Krebs on Security, the security blog run by Brian Krebs, has been taken down for most of last week because of a suspected revenge cyberattack. The website is now back online with help from Google's Project Shield.
The attack on Krebs' blog is widely believed to be in retaliation for previous blog posts that exposed two major cyberattack sellers, leading to their subsequent arrests. Krebs himself believes that it was perpetrated by allies of vDOS, one of the companies he exposed selling cyberattack services. It was carried out by launching a distributed denial-of-service (DDoS), within a scale that engineers consider as the worst in internet history so far.
The attack reached 620 Gbps in size and has effectively crippled the website, keeping it off the internet in the process. It also took several forms such as SYN Floods, GET Floods, ACK Floods, POST Floods and GRE Protocol Floods. Krebs' own inbox and Skype accounts were systematically targeted with subscriptions and requests.
The attack has prompted Akamai Technologies to drop support for Krebs on Security. The company has been protecting the blog against such kind of DDoS attack for free. While its engineers were able to counter the attack, the disruption reportedly proved too costly.
In an interview with the Boston Globe, Akamai claimed it stands to lose millions if the blog, which has been moored within its network, continues to attract similar attacks thereafter.
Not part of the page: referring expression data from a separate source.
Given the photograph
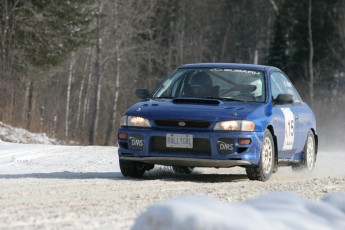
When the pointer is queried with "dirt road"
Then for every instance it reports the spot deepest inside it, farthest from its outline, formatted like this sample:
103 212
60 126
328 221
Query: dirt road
73 187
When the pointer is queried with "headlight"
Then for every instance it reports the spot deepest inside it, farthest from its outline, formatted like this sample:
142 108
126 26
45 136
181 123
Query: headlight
134 121
235 126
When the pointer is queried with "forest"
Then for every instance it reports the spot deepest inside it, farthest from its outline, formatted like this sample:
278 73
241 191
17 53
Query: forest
69 68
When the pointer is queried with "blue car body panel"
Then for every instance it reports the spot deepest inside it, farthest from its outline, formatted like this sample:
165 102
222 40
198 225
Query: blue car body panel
148 144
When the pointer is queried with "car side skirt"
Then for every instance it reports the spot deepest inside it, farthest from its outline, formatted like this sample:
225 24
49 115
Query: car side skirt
189 162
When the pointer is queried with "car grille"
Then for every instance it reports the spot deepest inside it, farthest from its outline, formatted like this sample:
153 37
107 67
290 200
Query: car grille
201 146
183 124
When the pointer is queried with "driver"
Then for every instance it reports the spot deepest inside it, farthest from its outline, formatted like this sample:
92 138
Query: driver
201 84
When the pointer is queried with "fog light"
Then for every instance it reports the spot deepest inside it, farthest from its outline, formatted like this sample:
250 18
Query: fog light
244 141
123 136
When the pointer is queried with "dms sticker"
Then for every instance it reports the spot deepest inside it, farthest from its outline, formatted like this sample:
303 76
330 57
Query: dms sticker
136 141
225 145
289 128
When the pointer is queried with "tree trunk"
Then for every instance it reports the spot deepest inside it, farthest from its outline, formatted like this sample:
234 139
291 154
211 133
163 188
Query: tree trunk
98 76
70 76
311 56
117 57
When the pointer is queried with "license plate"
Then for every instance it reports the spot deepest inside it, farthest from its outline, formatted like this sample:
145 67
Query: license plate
179 141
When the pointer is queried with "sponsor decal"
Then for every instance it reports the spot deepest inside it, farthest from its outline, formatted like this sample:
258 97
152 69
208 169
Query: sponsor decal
289 128
136 141
225 145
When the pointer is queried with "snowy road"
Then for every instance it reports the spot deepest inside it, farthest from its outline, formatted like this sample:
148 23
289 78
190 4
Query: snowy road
74 187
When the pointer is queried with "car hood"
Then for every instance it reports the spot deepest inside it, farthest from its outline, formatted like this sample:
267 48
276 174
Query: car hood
193 109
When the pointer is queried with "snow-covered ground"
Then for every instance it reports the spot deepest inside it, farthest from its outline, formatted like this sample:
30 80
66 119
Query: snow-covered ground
46 186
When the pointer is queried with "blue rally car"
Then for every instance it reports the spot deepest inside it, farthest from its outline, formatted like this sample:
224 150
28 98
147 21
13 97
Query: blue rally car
219 115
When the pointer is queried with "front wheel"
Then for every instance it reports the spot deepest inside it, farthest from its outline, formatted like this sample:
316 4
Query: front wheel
264 169
309 155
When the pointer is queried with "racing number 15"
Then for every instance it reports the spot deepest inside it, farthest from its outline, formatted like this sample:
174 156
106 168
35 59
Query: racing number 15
289 128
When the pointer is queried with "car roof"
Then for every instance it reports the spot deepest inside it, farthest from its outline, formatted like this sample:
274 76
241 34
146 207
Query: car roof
230 66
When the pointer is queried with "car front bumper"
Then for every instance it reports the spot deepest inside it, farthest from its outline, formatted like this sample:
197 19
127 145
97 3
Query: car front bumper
149 146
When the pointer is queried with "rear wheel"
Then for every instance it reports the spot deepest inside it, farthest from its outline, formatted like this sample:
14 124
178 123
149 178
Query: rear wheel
309 155
182 170
264 169
133 168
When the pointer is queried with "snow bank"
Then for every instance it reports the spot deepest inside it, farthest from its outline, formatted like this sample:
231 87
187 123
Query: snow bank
18 135
283 210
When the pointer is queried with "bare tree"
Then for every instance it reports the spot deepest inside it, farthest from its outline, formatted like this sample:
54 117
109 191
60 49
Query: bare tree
311 55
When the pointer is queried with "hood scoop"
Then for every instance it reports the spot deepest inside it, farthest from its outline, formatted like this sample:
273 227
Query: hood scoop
203 101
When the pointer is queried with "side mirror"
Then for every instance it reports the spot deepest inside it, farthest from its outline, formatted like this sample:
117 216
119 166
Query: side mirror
142 93
283 99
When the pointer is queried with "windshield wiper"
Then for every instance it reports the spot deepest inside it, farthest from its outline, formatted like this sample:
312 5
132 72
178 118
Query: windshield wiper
223 98
163 97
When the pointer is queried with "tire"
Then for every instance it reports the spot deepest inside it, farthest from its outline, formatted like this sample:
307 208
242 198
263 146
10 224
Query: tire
264 169
132 168
182 170
309 155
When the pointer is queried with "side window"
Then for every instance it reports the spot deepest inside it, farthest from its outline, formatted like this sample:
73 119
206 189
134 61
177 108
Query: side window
281 84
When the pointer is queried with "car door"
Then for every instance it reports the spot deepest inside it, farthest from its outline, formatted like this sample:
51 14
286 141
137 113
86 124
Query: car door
285 116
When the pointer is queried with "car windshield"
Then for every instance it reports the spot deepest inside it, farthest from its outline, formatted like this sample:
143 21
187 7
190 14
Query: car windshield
222 84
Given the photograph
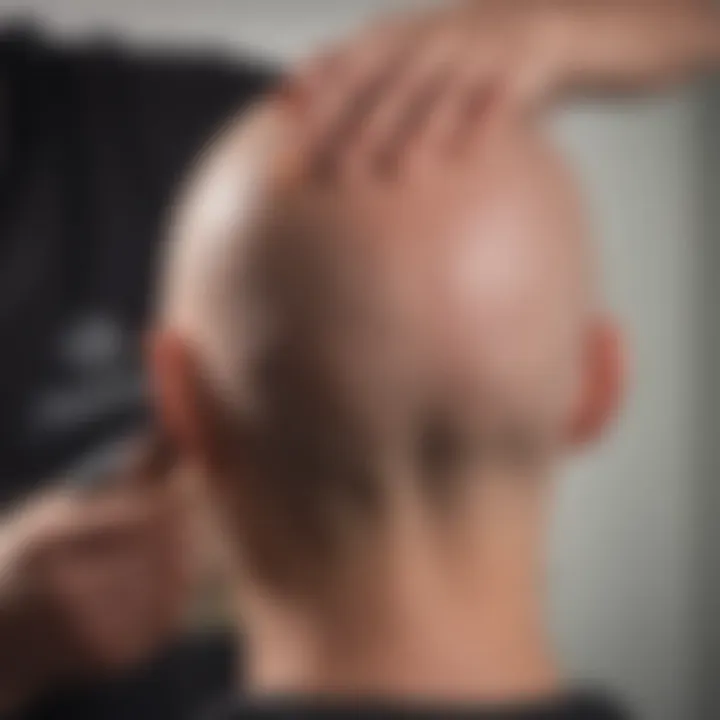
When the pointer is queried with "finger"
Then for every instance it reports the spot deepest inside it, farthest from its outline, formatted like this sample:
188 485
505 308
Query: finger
470 95
368 76
409 103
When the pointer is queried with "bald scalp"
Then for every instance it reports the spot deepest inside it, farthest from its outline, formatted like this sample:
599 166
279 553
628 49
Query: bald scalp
432 319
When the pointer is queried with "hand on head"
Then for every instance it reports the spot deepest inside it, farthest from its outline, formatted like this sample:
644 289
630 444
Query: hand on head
419 269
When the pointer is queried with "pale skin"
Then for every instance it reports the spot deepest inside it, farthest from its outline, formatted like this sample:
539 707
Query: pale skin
528 56
448 240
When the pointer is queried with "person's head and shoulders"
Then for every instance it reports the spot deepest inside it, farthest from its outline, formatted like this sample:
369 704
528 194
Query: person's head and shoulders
375 377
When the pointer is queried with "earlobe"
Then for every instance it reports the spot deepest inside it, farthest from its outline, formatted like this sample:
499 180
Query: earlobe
603 386
173 392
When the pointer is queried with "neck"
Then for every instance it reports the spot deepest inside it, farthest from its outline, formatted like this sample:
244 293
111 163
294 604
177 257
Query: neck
447 610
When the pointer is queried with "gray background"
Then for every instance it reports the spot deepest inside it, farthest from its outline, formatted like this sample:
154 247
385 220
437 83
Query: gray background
630 598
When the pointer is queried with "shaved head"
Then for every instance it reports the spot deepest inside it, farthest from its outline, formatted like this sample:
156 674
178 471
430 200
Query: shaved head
380 326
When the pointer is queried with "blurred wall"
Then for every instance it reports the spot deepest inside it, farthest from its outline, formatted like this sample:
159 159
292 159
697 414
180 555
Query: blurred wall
623 580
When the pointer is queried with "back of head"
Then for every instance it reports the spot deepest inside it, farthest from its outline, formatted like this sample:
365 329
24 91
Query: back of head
374 341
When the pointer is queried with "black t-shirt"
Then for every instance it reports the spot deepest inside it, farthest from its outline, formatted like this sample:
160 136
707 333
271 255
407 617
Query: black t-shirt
93 142
580 706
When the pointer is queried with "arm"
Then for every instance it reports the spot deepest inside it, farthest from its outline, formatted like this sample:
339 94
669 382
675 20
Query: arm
628 47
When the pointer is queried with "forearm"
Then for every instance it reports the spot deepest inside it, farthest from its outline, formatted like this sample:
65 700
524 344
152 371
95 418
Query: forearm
631 47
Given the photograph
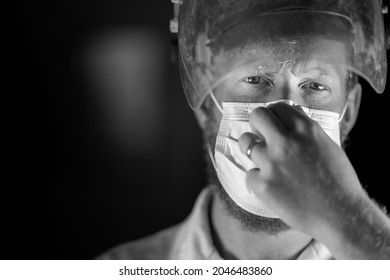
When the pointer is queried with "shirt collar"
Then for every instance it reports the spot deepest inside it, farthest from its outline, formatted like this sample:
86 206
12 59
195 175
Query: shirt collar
194 239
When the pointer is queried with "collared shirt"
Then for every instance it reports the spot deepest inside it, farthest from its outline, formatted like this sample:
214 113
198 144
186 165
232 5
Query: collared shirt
191 240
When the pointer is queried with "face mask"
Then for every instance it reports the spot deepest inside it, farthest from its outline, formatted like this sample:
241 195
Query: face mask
231 164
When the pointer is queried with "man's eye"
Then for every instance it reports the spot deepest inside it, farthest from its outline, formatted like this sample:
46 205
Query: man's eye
254 80
317 86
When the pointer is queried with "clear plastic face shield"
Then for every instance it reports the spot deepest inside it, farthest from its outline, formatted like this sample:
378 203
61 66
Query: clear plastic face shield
243 46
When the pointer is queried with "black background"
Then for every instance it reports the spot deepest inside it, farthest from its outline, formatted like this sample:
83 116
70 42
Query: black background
71 195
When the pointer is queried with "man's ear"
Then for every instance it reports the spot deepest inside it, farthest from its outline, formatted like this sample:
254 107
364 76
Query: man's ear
201 117
353 100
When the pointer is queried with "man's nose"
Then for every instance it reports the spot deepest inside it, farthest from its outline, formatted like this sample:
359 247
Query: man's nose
288 88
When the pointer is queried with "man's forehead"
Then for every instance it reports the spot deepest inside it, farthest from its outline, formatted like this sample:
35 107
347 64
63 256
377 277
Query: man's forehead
315 55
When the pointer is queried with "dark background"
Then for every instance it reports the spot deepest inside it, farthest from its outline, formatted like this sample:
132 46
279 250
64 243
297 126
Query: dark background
75 191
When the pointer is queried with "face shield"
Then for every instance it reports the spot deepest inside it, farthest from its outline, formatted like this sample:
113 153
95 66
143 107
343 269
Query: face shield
223 40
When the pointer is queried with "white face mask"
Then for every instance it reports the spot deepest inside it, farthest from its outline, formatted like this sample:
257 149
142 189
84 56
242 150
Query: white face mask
231 164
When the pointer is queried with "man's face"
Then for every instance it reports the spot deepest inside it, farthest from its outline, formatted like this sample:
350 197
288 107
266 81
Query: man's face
310 72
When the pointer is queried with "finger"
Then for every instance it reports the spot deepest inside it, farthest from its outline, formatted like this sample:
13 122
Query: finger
253 147
264 122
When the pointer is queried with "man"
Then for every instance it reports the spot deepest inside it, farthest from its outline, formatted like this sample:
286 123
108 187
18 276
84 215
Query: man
274 87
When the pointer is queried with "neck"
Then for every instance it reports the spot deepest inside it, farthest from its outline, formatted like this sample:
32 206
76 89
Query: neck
234 242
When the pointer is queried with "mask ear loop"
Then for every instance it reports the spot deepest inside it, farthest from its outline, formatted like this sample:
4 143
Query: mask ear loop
215 101
343 113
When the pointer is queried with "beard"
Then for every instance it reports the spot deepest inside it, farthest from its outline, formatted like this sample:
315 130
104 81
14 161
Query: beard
248 221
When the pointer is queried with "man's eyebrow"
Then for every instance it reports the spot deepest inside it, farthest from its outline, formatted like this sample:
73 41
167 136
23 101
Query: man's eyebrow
318 69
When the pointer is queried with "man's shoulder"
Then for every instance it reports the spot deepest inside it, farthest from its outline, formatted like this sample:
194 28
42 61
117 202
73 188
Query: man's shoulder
155 246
It stressed that while the company has the technology to protect the website, it cannot afford to shoulder the breadth of resources needed to consistently fend-off assaults of such scale.
Krebs, for his part, said that he did not blame Akamai for its decision, although he noted that the company only gave him two hours to migrate his entire website off its network.
"I was a pro bono customer from the start, and Akamai and its sister company Prolexic have stood by me through countless attacks over the past four years," Krebs said in a blog post. "Once it became evident that the assault was beginning to cause problems for the company's paying customers, they explained that the choice to let my site go was a business decision, pure and simple."
Krebs on Security is now using Google's Project Shield, a free program being offered by Google in order to protect news outlets and journalists from censorship. Whether the initiative's technology could effectively protect Krebs on Security remains to be seen.
Google has explained that Project Shield is capable of Advanced DDoS protection through a multi-layer defense system against DDoS attacks. The service is also free and unlimited regardless of the size of a website.